A warming climate is not the only reason for—or even the most pressing cause of—depressed birth rates. Generally, millennials face a future of greater economic insecurity, poorer living conditions, and fewer opportunities than the baby boomers experienced. In virtually every high-income country, surveys show that the vast majority of parents—80 percent in Japan and over 70 percent in the US—are pessimistic about the financial future of their offspring, notes Pew. Young people have similar sentiments, including in the United States, Britain, Japan, and Korea.
Compared with their parents, young people today are more likely to have a future with no substantial assets or property. A Deloitte study projects that millennials (born 1981–1996) in the United States will hold barely 16 percent of the nation’s wealth in 2030, when they will be by far the largest adult generation.
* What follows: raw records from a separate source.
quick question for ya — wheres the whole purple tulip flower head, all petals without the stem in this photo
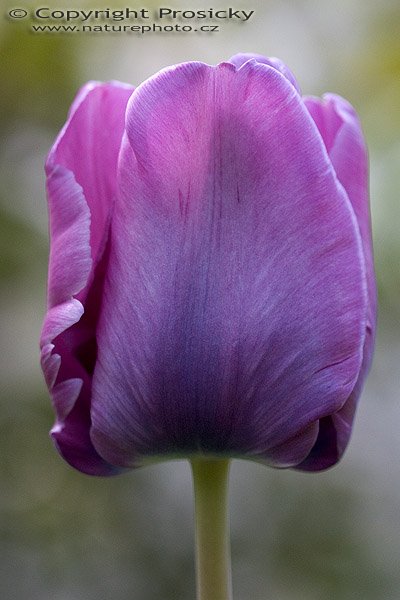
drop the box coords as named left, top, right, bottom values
left=41, top=55, right=376, bottom=475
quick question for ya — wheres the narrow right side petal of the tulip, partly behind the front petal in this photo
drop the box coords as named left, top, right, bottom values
left=300, top=94, right=376, bottom=470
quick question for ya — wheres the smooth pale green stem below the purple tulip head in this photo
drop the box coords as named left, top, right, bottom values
left=191, top=458, right=232, bottom=600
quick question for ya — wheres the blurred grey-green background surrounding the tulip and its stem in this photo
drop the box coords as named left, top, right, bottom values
left=0, top=0, right=400, bottom=600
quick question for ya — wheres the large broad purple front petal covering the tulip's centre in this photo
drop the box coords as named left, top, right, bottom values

By then, the preceding generation (Gen X) born between 1965 and 1980 will hold 31 percent, while boomers, entering their 80s and 90s, will still control 45 percent.
No surprise then that people bereft of hope avoid marriage and particularly procreation, even among those with somewhat better economic conditions. Most people in the UK, for example, who don’t have children once wanted them. Jody Day, the founder of Gateway Women, a support network for involuntarily childless women, told the Guardian that the primary reasons were not choice or infertility but “a tapestry of systemic issues, like student debts and career focus, meaning that family planning is left too late.”